Era il mezzogiorno del 16 ottobre 1793 quando, a Parigi, il colpo secco della ghigliottina chiudeva un’epoca storica: la regina di Francia veniva giustiziata dopo un processo lampo, proprio com’era accaduto al consorte, Luigi XVI, nel gennaio precedente.

Contro di lei si erano accumulati i pettegolezzi più disparati: scialacquatrice indefessa, frivola, ottusa, dedita ad amori indecenti con amanti di ambedue i sessi, gran giocatrice d’azzardo e spia al soldo delle potenze straniere. In pieno regime di Terrore, quindi, il candido collo della regina austriaca non poteva che rappresentare un capro espiatorio ideale.
Il principale promotore del processo fu il giornalista Jacques Hébert, che promise senza mezzi termini di mozzarle di sua mano la testa qualora si fossero presentati ritardi. La seduta si aprì il 14 ottobre e si concluse due giorni dopo.
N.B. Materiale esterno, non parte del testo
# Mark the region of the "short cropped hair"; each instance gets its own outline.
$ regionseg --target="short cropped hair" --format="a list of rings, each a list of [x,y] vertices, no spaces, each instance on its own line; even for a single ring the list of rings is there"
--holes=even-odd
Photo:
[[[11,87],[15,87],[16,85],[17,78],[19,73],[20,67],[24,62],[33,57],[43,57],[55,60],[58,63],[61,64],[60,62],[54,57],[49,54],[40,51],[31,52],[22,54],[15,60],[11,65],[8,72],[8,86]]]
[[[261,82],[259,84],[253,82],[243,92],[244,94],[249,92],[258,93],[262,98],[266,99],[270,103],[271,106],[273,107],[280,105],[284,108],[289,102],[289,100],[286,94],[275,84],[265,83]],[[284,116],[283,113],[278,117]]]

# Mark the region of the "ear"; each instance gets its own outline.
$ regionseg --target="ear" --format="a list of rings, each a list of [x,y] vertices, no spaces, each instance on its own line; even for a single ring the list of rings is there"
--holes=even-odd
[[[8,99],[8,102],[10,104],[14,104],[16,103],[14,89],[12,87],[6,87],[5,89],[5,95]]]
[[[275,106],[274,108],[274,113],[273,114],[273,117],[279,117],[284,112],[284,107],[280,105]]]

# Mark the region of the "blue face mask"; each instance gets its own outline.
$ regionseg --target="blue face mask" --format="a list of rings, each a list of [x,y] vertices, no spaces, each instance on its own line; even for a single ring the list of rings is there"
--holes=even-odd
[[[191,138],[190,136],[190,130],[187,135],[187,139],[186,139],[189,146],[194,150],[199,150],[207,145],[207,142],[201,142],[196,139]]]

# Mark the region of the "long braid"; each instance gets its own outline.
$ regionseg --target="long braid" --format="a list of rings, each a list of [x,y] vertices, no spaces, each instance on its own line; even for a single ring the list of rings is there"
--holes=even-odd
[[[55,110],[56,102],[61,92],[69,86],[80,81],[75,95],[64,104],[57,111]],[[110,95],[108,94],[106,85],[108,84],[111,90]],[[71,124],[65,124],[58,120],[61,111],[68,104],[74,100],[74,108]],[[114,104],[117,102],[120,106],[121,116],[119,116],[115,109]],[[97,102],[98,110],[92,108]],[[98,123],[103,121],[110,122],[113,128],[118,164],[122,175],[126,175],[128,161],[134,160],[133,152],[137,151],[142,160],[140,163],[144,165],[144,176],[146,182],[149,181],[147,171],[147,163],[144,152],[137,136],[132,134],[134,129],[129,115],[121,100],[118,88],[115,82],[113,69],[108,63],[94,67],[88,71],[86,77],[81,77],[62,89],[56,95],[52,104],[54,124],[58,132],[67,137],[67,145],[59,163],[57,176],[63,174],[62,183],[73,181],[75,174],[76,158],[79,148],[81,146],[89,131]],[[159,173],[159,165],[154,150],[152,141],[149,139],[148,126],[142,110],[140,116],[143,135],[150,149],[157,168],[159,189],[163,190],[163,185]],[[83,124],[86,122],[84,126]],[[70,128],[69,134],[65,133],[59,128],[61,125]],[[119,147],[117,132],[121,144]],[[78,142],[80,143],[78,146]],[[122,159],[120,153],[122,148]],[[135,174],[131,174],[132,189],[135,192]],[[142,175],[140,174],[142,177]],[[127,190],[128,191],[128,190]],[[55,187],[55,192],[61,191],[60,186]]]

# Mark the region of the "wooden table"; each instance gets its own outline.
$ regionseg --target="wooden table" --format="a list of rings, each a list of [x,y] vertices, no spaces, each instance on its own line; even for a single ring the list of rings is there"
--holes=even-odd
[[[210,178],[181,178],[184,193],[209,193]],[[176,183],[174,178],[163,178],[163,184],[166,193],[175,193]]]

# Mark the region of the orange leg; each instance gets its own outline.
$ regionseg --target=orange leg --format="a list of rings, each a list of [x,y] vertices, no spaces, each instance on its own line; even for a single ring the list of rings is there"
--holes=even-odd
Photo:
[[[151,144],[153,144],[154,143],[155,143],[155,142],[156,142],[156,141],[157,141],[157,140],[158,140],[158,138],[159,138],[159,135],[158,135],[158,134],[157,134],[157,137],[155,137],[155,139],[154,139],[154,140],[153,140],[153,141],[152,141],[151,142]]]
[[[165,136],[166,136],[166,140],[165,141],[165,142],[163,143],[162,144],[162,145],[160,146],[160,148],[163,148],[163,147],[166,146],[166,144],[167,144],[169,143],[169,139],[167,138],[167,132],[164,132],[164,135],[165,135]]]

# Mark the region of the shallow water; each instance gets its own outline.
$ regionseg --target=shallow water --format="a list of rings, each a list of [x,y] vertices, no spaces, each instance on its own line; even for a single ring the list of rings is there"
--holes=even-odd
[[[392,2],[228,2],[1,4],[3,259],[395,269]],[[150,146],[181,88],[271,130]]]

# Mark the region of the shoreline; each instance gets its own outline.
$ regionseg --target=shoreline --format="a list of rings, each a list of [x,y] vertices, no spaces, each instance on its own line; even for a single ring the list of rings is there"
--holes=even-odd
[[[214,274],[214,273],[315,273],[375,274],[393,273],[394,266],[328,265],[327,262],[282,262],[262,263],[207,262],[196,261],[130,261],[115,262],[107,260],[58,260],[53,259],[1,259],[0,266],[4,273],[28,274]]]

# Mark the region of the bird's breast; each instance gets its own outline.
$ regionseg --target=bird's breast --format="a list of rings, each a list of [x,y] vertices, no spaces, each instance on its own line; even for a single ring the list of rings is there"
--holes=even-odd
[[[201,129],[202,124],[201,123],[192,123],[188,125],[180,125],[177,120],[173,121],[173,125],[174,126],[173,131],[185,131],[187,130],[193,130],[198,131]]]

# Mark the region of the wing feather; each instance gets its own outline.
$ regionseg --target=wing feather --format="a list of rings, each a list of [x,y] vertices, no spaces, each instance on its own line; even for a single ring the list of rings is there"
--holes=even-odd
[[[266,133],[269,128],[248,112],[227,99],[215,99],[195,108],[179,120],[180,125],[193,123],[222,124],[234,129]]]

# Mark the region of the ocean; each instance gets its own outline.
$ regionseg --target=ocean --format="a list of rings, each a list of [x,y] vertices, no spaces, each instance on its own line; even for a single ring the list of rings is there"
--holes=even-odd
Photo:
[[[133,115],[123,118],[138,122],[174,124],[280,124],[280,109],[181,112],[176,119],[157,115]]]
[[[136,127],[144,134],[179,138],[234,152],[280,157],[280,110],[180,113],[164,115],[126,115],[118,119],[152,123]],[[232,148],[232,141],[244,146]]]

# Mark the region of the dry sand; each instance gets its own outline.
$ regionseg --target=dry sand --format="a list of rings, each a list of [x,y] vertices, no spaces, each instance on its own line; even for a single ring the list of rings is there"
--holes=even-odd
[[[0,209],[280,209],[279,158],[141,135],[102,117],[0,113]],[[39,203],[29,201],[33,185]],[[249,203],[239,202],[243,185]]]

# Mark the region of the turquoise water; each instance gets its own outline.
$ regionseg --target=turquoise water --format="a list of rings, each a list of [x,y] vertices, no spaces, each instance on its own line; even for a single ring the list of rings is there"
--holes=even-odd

La Regina di Francia e i suoi figli

L’accusa fece sfilare una quarantina di testimoni, che scagliarono addosso all’ex sovrana un ventaglio di accuse concernente avvelenamento di avversari politici, complotto, falsificazione di assegni e rivelazione di segreti di Stato all’Impero Asburgico.
Se l’alto tradimento rappresentava senza dubbio l’accusa fondamentale, ciò che più addolorò Maria Antonietta fu la dichiarazione (fasulla) redatta dal figlio: con essa il bambino accusava la madre di averlo iniziato alle più turpi pratiche incestuose.
Ascoltate le accuse in silenzio, la regina sbottò con fermezza:

“Se non ho risposto è perché la natura stessa si rifiuta di rispondere! Mi appello a tutte le madri presenti!”

Con questa risposta, la vedova ottenne, per la prima volta nella vita, un minimo di approvazione popolare. Robespierre, invece, si infuriò con lo stesso Hébert per averle mosso un’accusa tanto inverosimile.

Ritratto di una giovanissima Maria Antonietta

I testimoni oculari sostennero che durante l’intera durata dell’udienza Maria Antonietta mantenne un atteggiamento calmo e sicuro, senza mai cadere in contraddizione. Sostenne inoltre che il popolo francese fosse stato ingannato da false promesse di uguaglianza.

La mattina dell’esecuzione venne rasata a zero e le fu impedito di indossare l’abito nero, tipico delle vedove: venne condotta quindi al patibolo con un vestito bianco e delle pantofole color rosso scuro. Prima dell’esecuzione, chiese perdono a Dio ed al popolo di Francia.